2. That which God prescribed is lawful (if he reverse it not): but God prescribed public forms of prayer; as the titles and matter of many of the Psalms prove, which were daily used in the Jewish synagogues.
Object. Psalms being to be sung, are more than prayers.
Answ. They were prayers, though more. They are called prayers, and for the matter many of them were no more than prayers, but only for the measures of words: nor was their singing like ours now, but liker to our saying. And there are many other prayers recorded in the Scripture.
3. And all the churches of Christ at least these thirteen or fourteen hundred years have taken public forms for lawful; which is not to be gainsayed without proof.
[320] God gave forms of preaching to Moses and the prophets: see a large form of prayer for all true people, Deut. xxvi. 13-15. And so elsewhere there are many.
Quest. LXXIII. Are public forms of man's devising or composing lawful?
Answ.
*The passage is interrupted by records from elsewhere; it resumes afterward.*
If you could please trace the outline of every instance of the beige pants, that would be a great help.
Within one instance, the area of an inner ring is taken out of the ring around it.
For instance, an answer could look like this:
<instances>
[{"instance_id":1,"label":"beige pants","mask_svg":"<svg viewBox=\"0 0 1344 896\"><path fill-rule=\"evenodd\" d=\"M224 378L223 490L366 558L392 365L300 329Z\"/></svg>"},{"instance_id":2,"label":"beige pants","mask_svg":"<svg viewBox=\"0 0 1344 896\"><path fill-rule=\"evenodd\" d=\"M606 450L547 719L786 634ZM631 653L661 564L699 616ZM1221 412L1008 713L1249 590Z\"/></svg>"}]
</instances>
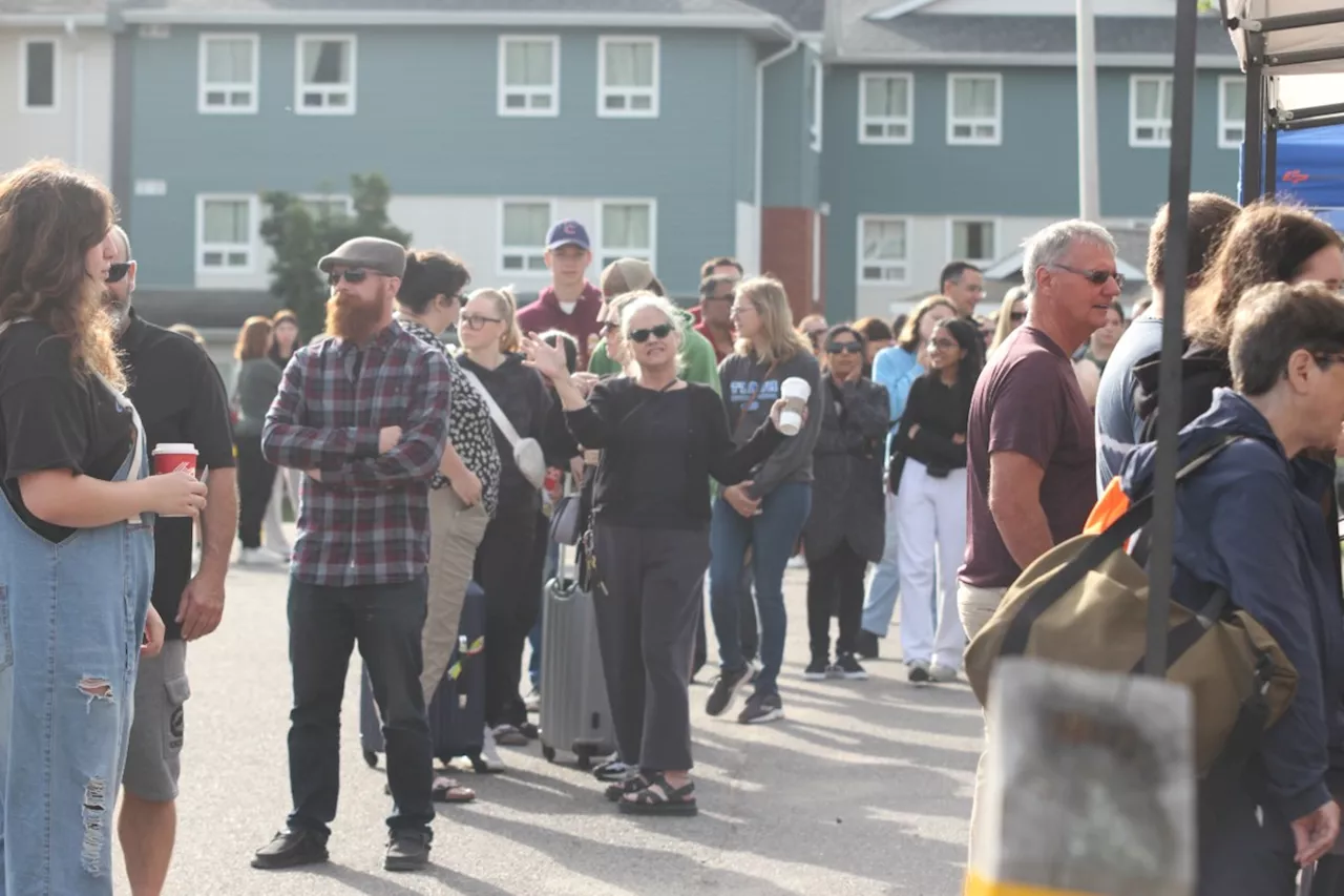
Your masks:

Yes: 1. The ministers afore-mentioned throughout the christian world, do devise and compose the form of their own sermons and prayers: and that maketh them not unlawful. 2. And whoever speaketh ex tempore, his words are a form when he speaketh them, though not a premeditated form. 3. And when Scripture so vehemently commandeth us to search, meditate, study the Scriptures, and take heed unto ourselves and unto doctrine, &c. what a person is that who will condemn prayer or preaching, only because we beforehand studied or considered what to say! as if God abhorred diligence and the use of reason. Men are not tied (now) from thinking beforehand what to say to the judge at the bar for estate or life, or what to say on an embassage, or to a king, or any man that we converse with. And where are we forbidden to forethink what to say to God? Must the people take heed how they hear, and look to their foot when they go into the house of God? and must not we take heed what we speak, and look to our words that they be fit and decent?
Object. Forms are images of prayer and preaching, forbidden in the second commandment?